Если по совести, после бегства Вафиры он должен был немедленно поехать следом, вернуть ее, но как-то так случилось, что не выпала, не сладилась дорога. То буран помешал, то свалилась срочная работа, а попросту говоря, духу ему не хватило, да и уверенности в себе не было. Горевал, не слышал земли под собой, но так и не решился догонять упорхнувшее счастье.

В ту зиму ему исполнилось тридцать восемь. Где уж, укорял и успокаивал он себя, в эти-то годы о новой семье думать. Права Зайтуна: ну, женился бы, попытался бы слепить новое гнездо, и ведь все равно между ним и Вафирой стояла бы Нурания...

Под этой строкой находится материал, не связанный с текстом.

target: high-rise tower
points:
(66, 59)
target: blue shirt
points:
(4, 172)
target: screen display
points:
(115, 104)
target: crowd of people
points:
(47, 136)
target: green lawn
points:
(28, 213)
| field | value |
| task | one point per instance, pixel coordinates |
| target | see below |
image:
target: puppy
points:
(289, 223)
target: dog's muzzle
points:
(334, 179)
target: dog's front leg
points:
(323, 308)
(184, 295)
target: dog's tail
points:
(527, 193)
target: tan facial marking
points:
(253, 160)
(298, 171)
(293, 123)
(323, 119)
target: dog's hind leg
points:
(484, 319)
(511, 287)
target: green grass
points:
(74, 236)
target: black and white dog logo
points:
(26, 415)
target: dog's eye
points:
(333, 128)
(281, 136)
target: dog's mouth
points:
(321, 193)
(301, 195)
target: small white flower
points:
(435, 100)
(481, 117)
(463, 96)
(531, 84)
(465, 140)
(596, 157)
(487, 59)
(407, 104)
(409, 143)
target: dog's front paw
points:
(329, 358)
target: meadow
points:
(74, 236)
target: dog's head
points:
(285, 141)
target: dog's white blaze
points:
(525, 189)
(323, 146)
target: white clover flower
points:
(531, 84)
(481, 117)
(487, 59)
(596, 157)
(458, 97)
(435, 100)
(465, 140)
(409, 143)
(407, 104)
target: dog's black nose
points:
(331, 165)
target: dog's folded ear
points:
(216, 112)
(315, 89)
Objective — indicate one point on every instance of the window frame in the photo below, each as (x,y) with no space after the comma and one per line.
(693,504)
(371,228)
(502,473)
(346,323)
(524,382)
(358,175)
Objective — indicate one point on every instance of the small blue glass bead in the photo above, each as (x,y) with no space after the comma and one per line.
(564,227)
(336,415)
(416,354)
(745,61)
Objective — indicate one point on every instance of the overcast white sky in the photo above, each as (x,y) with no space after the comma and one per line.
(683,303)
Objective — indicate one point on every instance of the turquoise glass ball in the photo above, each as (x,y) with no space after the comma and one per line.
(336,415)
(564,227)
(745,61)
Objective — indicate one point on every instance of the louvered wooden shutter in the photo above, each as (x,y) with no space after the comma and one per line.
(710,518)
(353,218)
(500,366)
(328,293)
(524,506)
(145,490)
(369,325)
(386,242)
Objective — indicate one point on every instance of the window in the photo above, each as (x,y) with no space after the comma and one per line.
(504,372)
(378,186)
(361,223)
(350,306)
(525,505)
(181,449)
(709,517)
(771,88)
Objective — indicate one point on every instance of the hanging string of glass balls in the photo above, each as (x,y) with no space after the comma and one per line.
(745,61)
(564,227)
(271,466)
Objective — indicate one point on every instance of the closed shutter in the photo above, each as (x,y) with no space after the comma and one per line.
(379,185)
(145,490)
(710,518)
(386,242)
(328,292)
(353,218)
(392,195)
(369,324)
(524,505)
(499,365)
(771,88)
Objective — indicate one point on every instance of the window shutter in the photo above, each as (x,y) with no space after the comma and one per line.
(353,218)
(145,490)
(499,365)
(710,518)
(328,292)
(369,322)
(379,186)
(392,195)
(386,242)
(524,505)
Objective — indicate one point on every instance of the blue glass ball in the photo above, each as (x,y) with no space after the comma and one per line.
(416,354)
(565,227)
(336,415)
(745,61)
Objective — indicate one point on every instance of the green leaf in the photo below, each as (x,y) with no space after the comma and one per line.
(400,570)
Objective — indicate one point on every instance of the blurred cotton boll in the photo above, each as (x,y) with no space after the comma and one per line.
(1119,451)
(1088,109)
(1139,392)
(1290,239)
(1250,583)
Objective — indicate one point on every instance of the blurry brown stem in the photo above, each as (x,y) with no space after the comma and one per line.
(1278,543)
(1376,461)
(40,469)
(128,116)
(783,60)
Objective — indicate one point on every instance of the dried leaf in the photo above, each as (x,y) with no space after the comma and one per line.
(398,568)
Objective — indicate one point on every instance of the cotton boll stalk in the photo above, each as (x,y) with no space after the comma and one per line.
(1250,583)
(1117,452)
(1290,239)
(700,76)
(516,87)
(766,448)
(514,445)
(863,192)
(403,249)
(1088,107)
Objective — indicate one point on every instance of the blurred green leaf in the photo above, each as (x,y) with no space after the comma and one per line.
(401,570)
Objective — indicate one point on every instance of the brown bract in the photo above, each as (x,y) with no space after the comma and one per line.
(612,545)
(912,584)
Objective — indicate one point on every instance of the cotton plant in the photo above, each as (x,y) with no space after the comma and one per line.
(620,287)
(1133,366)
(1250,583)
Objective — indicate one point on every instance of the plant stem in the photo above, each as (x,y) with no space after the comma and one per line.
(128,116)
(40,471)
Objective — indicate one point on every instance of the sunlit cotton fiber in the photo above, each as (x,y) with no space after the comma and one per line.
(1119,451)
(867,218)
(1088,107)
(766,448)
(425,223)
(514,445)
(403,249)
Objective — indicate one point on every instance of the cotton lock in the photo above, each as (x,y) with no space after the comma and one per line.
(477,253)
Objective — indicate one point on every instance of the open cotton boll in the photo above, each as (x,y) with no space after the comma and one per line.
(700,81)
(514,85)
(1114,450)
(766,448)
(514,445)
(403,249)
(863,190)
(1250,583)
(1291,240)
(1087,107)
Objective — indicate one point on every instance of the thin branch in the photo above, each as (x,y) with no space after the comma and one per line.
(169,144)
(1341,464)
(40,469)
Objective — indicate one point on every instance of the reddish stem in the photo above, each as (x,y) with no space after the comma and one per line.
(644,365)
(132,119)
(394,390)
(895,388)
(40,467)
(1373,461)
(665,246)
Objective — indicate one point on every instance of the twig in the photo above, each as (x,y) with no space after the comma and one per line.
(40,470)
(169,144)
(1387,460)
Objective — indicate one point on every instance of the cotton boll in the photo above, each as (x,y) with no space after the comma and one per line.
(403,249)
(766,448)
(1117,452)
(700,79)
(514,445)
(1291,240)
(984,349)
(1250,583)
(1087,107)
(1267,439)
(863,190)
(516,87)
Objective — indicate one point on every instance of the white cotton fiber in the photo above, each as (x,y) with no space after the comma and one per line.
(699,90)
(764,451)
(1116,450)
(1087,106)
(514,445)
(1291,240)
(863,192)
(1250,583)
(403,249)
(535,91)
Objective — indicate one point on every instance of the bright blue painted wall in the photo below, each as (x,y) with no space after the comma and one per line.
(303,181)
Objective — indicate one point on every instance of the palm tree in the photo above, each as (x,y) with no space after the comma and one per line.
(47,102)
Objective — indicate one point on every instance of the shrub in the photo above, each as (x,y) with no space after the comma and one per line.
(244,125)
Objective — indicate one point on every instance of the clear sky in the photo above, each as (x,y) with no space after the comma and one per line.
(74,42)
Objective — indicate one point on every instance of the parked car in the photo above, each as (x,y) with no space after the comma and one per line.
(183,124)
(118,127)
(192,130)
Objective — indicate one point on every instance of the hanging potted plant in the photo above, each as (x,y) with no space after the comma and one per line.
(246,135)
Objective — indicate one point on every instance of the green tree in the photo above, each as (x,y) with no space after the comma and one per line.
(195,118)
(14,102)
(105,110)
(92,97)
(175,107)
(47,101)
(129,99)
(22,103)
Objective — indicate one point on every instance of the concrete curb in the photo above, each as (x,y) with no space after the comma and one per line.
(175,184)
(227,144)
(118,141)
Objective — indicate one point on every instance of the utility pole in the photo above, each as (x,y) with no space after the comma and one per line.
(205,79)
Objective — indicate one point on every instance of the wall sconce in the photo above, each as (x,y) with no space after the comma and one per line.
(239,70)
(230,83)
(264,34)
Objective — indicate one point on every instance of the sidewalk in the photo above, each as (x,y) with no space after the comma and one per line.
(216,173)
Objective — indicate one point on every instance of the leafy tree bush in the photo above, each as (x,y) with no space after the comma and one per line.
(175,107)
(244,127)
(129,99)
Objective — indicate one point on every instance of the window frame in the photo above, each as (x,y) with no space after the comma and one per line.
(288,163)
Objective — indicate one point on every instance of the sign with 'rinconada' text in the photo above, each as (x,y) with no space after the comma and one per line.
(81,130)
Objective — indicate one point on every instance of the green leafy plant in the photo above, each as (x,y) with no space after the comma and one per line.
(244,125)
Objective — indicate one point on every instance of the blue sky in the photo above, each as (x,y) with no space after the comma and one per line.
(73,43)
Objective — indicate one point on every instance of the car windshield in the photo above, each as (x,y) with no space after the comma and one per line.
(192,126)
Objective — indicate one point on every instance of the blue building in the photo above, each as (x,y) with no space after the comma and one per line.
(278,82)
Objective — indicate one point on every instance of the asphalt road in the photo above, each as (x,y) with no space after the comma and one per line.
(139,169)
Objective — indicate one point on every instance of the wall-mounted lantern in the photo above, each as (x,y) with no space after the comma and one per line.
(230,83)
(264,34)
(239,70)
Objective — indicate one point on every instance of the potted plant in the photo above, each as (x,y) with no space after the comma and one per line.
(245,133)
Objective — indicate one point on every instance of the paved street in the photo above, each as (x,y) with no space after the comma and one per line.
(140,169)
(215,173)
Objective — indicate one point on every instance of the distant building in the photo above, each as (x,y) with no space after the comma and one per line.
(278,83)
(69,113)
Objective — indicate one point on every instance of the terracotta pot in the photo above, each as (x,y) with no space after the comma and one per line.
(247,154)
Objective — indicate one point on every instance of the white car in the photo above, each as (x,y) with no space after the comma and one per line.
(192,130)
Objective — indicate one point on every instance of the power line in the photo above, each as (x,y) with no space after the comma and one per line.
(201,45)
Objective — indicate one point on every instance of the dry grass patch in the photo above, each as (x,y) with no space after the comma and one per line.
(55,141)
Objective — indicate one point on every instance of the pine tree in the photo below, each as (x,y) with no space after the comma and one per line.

Время было суетливое, бестолковое. Что ни день, из района или министерства поступали новые распоряжения, часто противоречащие друг другу, и до первых петухов заседал охрипший от споров совхозный актив. Дров наломали тогда порядком. Лучшие поля отвели под кукурузу, которая не созревала даже до молочной спелости, и совхоз нес убытки. Дождем сыпались всякие инструкции, указания, приказы. Презрев совет Фомина «не высовываться», Мансур кидался в бой, доказывал несостоятельность многих этих бумаг, но дело каждый раз кончалось тем, что его вызывали на партком и объявляли предупреждение, а то и выговор. Чувствовал, верил в свою правоту, но доказать ее и тем более повести за собой людей он был не в силах, все решалось по указке сверху. От кукурузы, правда, Фомин как-то сумел потом отказаться, но картофель сажали в горшочках квадратно-гнездовым способом, пшеницу и гречиху, на которых совхоз держался в самые трудные годы, свели почти на нет. Чтобы хоть как-то забыться, не думать об этих нелепых новшествах, Мансур целыми днями пропадал в мастерской, наравне с рабочими, до седьмого пота, махал тяжелым молотом, вытачивал и подгонял пришедшие в негодность детали.

Мастерская в те годы мало отличалась от деревенской кузницы. У горна нестерпимая жара. От раскаленного металла, опускаемого в чан с водой, с устрашающим шипением поднимается едкий пар, а в тесном закутке со старыми станками и верстаком руки липнут к промороженному насквозь железу.